Given the same structure with 10,000 items this function takes around 800-900ms to execute. By not doing the index check, we've shaved off around half a second. Not bad, but... still not great. I think we can do better...

Attempt #3 - switching to for...in syntax

At this point I was wondering if index-based loops were just slower than for...in loops. There's only one way to find out, right? This example builds off the last attempt but substitutes the list iteration type.

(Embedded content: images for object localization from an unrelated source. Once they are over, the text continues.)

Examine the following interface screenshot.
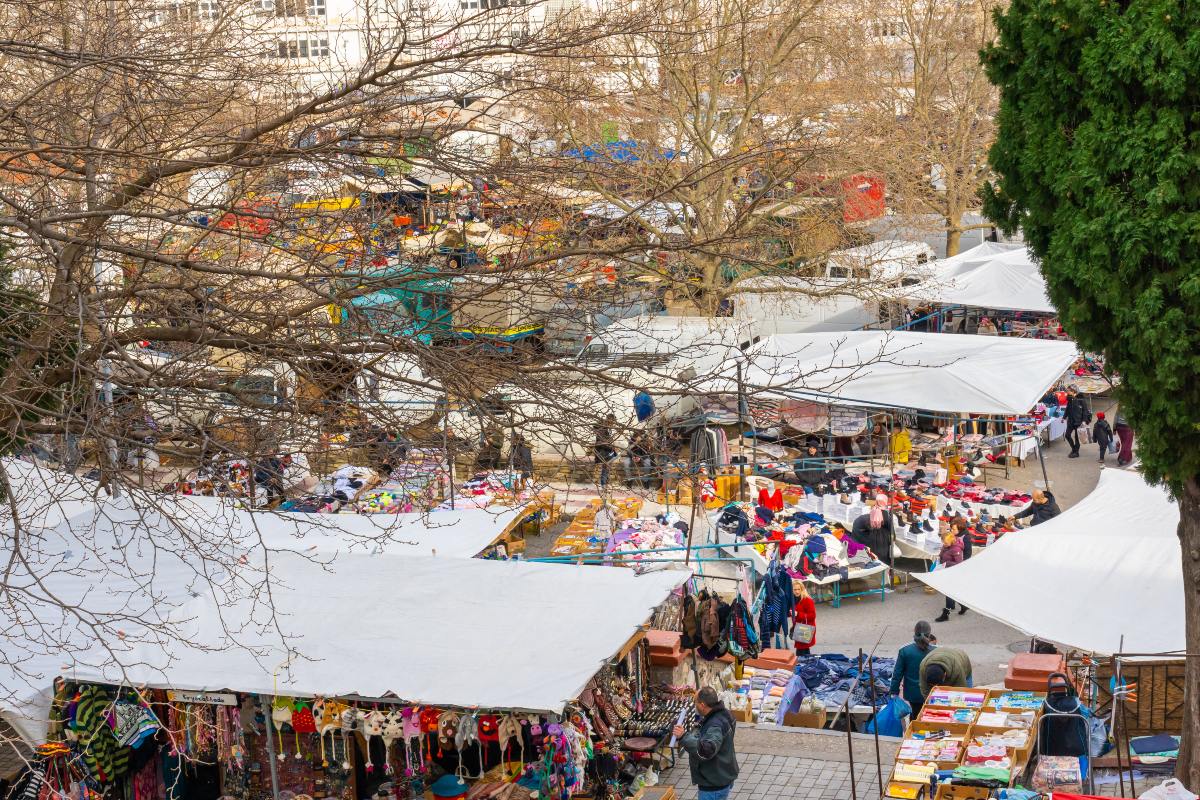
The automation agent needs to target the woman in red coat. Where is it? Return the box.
[793,581,817,654]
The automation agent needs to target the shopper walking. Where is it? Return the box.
[593,414,618,488]
[673,687,739,800]
[919,648,974,697]
[509,435,533,488]
[791,582,816,655]
[934,532,967,622]
[1092,412,1114,464]
[1014,489,1061,526]
[1063,388,1091,458]
[1114,411,1135,467]
[891,622,937,712]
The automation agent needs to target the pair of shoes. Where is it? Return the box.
[958,606,968,616]
[934,610,951,623]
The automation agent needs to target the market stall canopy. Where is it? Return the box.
[582,315,756,374]
[580,201,688,235]
[221,503,523,558]
[1,497,687,738]
[915,470,1182,655]
[903,242,1055,314]
[699,331,1078,415]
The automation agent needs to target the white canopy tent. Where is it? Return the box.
[916,470,1183,655]
[701,331,1078,415]
[904,243,1055,314]
[4,460,521,560]
[213,502,524,558]
[1,498,687,740]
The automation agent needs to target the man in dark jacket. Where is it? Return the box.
[890,621,937,711]
[1014,489,1061,526]
[674,687,739,800]
[1063,388,1091,458]
[509,435,533,485]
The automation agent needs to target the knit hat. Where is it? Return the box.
[430,774,469,798]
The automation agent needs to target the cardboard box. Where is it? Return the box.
[1004,652,1067,691]
[905,720,973,739]
[933,785,990,800]
[884,781,928,800]
[646,629,682,654]
[632,787,676,800]
[649,650,686,667]
[781,710,827,729]
[730,705,754,723]
[984,688,1047,713]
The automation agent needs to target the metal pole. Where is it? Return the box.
[1035,431,1050,490]
[844,691,859,800]
[865,650,884,797]
[441,395,455,509]
[1110,645,1128,798]
[262,696,281,800]
[736,360,746,502]
[685,486,698,566]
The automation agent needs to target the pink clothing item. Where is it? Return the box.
[869,494,889,527]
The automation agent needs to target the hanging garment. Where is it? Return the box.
[757,563,794,641]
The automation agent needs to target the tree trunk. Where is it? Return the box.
[945,224,963,258]
[1178,476,1200,786]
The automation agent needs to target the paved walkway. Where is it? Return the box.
[659,727,897,800]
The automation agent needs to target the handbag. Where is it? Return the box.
[791,622,815,645]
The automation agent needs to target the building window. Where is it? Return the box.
[254,0,274,14]
[275,37,330,59]
[874,20,907,37]
[273,0,324,16]
[461,0,524,9]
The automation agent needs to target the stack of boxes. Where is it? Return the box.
[647,630,686,668]
[885,688,1046,800]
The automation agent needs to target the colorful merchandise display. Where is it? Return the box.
[885,687,1046,800]
[30,641,665,800]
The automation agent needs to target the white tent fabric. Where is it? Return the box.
[4,459,520,560]
[904,243,1055,314]
[701,331,1078,415]
[215,503,523,558]
[1,498,687,736]
[916,470,1183,655]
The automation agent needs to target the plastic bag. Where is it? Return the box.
[863,695,910,738]
[1140,779,1199,800]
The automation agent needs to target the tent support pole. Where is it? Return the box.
[736,361,746,502]
[1036,432,1050,490]
[844,690,859,800]
[866,649,883,797]
[263,696,282,800]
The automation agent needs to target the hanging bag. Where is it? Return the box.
[791,622,815,645]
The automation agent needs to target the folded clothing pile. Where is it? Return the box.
[794,653,893,709]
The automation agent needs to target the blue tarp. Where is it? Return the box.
[561,140,680,163]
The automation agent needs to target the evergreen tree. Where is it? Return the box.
[982,0,1200,782]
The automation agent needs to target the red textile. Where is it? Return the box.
[757,487,784,512]
[793,596,816,651]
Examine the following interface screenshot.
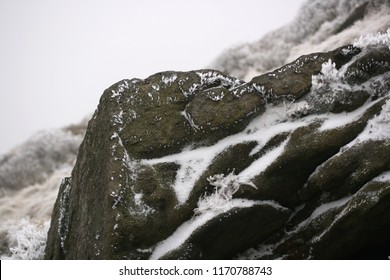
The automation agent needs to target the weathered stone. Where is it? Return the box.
[162,204,291,259]
[301,139,390,201]
[45,42,390,260]
[345,46,390,84]
[250,45,360,99]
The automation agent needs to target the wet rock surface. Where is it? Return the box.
[46,41,390,259]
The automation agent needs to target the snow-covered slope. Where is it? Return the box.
[0,124,85,259]
[210,0,390,80]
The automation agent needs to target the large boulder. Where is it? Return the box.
[45,38,390,259]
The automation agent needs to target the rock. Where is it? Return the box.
[264,176,390,260]
[161,203,291,260]
[345,46,390,85]
[210,0,390,80]
[250,45,360,100]
[45,38,390,260]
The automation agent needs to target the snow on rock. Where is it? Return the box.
[3,0,390,261]
[45,36,390,259]
[194,172,257,215]
[353,28,390,49]
[150,198,261,260]
[372,171,390,183]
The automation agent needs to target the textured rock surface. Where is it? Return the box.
[46,36,390,259]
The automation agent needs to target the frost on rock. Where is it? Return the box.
[311,178,390,244]
[348,98,390,144]
[353,28,390,49]
[286,101,311,119]
[57,177,71,251]
[373,171,390,183]
[128,188,156,216]
[150,198,265,260]
[161,73,178,85]
[195,70,243,90]
[180,110,200,131]
[311,59,342,90]
[110,79,130,99]
[194,172,257,215]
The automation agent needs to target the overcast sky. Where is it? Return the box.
[0,0,305,155]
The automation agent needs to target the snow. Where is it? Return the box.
[0,219,50,260]
[161,74,178,85]
[110,80,130,99]
[286,101,311,119]
[236,244,276,260]
[150,199,282,260]
[58,178,71,249]
[143,103,306,204]
[310,196,353,222]
[143,90,386,206]
[145,149,212,204]
[312,177,390,243]
[347,98,390,144]
[196,70,243,89]
[210,1,390,81]
[207,90,225,101]
[180,110,200,131]
[318,99,380,132]
[0,129,82,192]
[128,188,156,216]
[372,171,390,183]
[194,172,257,215]
[353,28,390,49]
[311,59,342,90]
[3,1,390,260]
[239,138,289,183]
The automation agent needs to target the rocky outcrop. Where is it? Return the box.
[45,32,390,259]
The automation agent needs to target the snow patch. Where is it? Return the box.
[311,196,353,222]
[181,110,200,131]
[372,171,390,183]
[150,199,269,260]
[161,74,178,85]
[239,138,289,183]
[348,98,390,144]
[111,80,129,98]
[318,97,385,132]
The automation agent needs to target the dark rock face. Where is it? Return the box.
[45,40,390,259]
[251,45,360,100]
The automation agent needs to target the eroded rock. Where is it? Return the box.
[46,38,390,260]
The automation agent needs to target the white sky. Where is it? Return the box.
[0,0,305,155]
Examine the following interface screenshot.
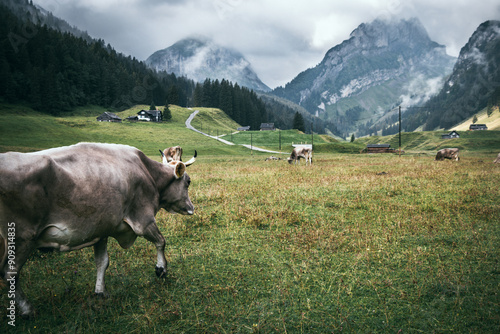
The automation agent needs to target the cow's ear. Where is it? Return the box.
[174,162,186,179]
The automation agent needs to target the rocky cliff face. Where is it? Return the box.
[272,18,456,136]
[414,20,500,130]
[146,37,271,92]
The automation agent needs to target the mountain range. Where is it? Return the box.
[271,18,457,137]
[145,37,271,92]
[2,0,499,135]
[406,20,500,131]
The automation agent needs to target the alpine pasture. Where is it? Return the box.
[1,104,499,332]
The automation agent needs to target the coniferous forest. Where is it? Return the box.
[0,2,338,133]
[0,6,175,113]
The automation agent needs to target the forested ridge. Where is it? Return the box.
[0,4,195,114]
[0,2,336,133]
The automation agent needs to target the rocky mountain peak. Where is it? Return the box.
[145,37,271,92]
[408,20,500,131]
[272,17,456,137]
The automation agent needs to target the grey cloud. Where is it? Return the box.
[35,0,499,88]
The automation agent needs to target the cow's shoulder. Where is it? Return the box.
[0,152,56,223]
[0,151,55,186]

function forInListIterationWithCommaStrip(required struct items) {
    local.start = now().getTime();

    local.allContent = "";
    local.keys = arguments.items.keyList();

    for ( local.key in local.keys ) {
        local.value = arguments.items[ local.key ];
        local.line = "#local.key#: #local.value#,#chr(10)#";
        local.allContent &= local.line;
    }

    local.allContent = reReplace( local.allContent, ",#chr(10)#", "" );

    local.end = now().getTime();

    writeOutput( "forInListIterationWithCommaStrip took #local.end - local.start#ms<br/>" );
}

This version of the function took roughly 140-175ms to complete, on average. Remember that our naive approach with index-based iteration started us at 1300-1400ms, so we've saved well over a second at this point. If you want to look at it another way, the for...in syntax is more than 5x faster (~800ms to ~140ms) than an index-based loop that does the same thing. It's not fair to compare to attempt 1 since that had an extra logical step. The fairest comparison is attempt 2 to 3.

Summary of findings

It's pretty clear that if you can get away with it, you should use the for...in syntax for looping over lists. I suspect that, to some extent, not having to use listGetAt is a big time saver.

Additional optimization

If you're really a stickler for performance, you can turn this thing to 11 and use a Java StringBuffer instead of string concatenation:

function stringBufferWithCommaStripListLoop(required struct items) {
    local.start = now().getTime();

    local.stringBuffer = createObject("java", "java.lang.StringBuffer").init();
    local.keys = arguments.items.keyList();

    for ( local.key in local.keys ) {
        local.value = arguments.items[ local.key ];
        local.line = "#local.key#: #local.value#,#chr(10)#";
        local.stringBuffer.append(local.line)
    }

    local.allContent = reReplace( local.stringBuffer.toString(), ",#chr(10)#", "" );
    local.end = now().getTime();

    writeOutput( "stringBufferWithCommaStripListLoop took #local.end - local.start#ms<br/>" );
}

In my tests, using the StringBuffer cuts the execution time in half when compared to attempt 3 using string concatenation. I don't want to put too much focus on this since it's not really a list iteration optimization, but I'd be remiss not to point it out.